What was Hurricane Irene had barely arrived in Maine before complaints started flying back and forth about how over-hyped the danger was.
This ain’t no storm, the prevailing sentiment seemed to blow, this ain’t nothing but a little wind and less rain.
Well, yes for most of us, that’s how it turned out. Compared to what was predicted as late as last Friday afternoon, we got off lightly although we are not sure the folks in the northern part of Lincoln County feel the same.
Now, basking in the warm glow of the morning after, we are reluctant to join the chorus piling on the weather forecasters, emergency officials and yes, the media for talking up what was, by all accounts, a major storm for most of its lifespan.

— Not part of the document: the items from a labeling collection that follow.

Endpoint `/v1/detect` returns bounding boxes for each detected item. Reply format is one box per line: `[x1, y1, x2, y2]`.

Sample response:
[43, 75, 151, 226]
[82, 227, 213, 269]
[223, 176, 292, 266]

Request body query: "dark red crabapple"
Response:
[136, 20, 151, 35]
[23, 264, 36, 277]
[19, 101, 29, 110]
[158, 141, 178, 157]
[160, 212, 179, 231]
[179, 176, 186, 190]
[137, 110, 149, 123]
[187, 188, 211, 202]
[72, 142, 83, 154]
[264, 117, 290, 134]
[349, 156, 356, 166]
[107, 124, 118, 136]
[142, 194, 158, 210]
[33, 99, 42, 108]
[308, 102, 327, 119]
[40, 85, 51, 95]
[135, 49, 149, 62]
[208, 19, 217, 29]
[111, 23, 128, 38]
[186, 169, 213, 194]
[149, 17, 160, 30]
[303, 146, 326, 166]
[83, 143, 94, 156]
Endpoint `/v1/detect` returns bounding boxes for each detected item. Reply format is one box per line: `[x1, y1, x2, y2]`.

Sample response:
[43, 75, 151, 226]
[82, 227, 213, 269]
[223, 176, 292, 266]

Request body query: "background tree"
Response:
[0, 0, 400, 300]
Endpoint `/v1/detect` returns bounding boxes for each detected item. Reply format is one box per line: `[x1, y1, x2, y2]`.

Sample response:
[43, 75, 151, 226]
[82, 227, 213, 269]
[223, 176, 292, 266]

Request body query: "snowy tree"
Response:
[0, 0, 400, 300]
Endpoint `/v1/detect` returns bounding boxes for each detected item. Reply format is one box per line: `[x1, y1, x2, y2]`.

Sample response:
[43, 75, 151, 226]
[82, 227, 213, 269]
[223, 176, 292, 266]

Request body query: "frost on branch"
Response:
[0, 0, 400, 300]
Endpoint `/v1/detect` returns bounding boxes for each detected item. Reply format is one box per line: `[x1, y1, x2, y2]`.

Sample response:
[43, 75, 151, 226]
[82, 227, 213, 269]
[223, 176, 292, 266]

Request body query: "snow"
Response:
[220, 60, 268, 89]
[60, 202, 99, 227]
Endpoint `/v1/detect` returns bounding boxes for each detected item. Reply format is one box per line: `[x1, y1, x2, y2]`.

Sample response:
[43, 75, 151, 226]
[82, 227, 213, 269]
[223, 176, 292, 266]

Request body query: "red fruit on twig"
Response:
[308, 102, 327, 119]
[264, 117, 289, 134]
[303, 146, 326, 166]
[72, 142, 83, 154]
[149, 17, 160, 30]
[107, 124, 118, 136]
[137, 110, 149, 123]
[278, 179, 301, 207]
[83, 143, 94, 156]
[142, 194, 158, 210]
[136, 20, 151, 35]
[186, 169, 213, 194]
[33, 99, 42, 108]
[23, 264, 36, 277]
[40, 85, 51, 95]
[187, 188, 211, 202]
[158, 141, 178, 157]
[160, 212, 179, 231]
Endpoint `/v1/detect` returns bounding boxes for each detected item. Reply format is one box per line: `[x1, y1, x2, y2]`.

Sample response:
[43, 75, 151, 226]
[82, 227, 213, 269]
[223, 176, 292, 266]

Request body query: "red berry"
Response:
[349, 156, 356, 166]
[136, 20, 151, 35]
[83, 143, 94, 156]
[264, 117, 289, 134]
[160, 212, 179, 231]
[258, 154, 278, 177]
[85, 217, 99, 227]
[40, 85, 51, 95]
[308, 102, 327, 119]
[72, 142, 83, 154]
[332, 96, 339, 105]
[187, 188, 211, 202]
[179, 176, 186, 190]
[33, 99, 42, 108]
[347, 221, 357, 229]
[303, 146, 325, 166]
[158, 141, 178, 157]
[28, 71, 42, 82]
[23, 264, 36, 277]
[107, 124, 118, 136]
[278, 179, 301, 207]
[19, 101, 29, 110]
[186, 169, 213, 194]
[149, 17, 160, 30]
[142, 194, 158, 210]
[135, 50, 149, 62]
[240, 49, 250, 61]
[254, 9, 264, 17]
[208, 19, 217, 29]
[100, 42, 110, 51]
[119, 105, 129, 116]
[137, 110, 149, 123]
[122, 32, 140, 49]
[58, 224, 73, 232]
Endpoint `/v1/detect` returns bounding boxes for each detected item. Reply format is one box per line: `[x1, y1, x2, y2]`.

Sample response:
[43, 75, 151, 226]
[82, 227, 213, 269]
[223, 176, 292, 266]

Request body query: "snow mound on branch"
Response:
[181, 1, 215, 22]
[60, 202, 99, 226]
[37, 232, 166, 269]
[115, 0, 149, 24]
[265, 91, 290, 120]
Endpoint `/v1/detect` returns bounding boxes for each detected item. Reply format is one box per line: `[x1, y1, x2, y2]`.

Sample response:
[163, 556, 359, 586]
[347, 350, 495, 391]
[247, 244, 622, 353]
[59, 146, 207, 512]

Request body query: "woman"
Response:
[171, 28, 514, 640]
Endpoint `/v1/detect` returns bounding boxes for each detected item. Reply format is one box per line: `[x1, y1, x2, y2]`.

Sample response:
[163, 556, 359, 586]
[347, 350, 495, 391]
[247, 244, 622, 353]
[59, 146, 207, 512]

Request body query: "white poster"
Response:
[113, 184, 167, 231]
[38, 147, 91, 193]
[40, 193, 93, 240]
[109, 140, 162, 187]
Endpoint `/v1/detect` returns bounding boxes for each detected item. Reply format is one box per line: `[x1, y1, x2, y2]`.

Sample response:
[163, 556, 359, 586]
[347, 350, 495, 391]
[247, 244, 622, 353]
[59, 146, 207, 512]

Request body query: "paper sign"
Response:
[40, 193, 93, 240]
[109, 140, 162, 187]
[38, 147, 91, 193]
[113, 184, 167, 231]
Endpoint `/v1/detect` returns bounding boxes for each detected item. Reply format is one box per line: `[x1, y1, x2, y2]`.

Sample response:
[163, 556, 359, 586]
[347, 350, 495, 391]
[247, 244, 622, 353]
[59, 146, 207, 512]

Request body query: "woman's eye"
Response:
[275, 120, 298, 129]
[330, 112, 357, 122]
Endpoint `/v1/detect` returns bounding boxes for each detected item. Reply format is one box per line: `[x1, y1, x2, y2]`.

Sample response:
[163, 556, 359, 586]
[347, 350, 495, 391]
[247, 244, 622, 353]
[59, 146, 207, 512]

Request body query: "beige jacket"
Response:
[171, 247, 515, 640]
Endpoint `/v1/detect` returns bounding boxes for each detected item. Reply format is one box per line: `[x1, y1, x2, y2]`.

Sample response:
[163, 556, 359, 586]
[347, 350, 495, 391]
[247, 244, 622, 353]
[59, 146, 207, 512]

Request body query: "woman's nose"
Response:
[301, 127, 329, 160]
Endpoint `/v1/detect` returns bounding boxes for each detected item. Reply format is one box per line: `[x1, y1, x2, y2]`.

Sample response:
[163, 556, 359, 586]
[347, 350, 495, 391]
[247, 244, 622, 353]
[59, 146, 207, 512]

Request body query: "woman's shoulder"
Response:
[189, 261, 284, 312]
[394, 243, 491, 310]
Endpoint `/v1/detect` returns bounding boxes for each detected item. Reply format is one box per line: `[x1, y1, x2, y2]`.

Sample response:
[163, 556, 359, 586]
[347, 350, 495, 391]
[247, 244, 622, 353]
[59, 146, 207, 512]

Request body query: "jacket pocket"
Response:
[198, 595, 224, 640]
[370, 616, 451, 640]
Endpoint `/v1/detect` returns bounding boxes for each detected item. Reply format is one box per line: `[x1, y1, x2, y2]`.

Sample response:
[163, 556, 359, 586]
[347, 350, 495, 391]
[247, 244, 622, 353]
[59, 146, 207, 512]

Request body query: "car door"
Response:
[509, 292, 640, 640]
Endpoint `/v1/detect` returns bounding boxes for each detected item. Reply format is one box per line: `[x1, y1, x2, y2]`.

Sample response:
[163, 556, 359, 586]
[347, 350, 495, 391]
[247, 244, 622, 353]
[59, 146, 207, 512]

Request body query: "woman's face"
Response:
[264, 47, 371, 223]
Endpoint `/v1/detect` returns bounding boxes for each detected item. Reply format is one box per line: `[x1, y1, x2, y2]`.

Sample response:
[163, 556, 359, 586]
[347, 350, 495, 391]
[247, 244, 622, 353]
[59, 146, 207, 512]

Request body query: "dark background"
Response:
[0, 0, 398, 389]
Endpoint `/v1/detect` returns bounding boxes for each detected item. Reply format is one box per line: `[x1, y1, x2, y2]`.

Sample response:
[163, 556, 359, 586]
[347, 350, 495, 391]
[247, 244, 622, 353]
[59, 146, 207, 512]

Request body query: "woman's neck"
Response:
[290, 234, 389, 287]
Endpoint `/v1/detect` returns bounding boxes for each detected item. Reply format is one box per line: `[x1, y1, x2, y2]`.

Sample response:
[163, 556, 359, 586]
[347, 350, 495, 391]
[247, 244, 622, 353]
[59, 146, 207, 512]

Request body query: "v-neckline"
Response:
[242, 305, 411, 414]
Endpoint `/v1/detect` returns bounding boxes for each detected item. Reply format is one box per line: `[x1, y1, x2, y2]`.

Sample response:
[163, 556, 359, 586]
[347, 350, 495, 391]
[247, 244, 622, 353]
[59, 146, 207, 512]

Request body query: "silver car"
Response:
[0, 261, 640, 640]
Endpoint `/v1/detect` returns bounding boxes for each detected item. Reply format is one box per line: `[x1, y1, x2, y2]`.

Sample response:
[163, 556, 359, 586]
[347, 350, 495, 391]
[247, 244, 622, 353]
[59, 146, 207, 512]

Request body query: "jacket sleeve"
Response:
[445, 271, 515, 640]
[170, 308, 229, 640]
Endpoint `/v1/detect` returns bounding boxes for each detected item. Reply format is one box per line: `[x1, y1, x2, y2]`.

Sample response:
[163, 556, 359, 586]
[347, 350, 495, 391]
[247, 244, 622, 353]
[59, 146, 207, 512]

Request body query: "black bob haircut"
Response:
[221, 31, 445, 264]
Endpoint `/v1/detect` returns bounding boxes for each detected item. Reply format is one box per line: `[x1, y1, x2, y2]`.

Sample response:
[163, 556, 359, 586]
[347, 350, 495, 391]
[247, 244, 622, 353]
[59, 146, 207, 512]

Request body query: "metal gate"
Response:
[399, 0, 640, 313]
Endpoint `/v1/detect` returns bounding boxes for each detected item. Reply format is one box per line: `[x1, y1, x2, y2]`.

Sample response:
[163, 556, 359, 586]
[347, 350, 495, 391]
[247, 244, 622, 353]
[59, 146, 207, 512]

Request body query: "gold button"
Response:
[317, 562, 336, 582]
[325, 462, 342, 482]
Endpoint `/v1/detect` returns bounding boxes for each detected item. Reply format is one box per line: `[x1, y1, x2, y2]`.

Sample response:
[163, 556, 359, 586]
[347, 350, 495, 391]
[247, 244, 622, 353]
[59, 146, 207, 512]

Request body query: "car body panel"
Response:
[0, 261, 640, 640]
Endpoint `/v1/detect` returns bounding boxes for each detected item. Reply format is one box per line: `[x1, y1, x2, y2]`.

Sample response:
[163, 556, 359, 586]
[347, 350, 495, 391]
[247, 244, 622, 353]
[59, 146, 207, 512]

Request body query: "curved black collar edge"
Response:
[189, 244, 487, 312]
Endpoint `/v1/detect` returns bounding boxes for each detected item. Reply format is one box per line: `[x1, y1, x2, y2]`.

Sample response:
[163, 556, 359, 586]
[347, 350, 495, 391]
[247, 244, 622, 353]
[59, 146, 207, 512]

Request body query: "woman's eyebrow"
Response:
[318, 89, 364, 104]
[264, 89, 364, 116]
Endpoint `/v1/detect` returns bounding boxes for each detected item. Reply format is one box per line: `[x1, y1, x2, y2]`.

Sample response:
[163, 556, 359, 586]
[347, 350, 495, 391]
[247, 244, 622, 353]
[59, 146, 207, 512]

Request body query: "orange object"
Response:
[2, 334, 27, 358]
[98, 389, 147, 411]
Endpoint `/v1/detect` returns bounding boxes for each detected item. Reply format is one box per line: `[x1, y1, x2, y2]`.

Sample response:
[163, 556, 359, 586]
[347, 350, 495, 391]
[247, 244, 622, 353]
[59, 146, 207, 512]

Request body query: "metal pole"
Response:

Irene was dangerous enough to kill 40 people and leave four million more without power on its way north.
But for the grace of God, Irene could have tracked a little farther east and arrived in Maine as a Category 1 or 2 Hurricane. That would have been a very bad day in Vacationland.
As it was we got lucky with the storm track. Although, for most Mainers, the weather cooperated in this case, even if it hadn’t, we were warned way ahead of time and had plenty of time to prepare.
Thanks to the apparatus, people would have had to be determined to not know a major storm was coming.
Remember the pictures of Hurricane Katrina; and those people sitting on rooftops without food or water; literally dying for someone to come along and rescue them?
More than 1800 people died in the mess that arrived with that storm and the disaster that followed in its wake. Those people died in part because the system didn’t work.
Thanks to that disaster, we were prepared for the worst, and to a quirk of fate, the worst was avoided.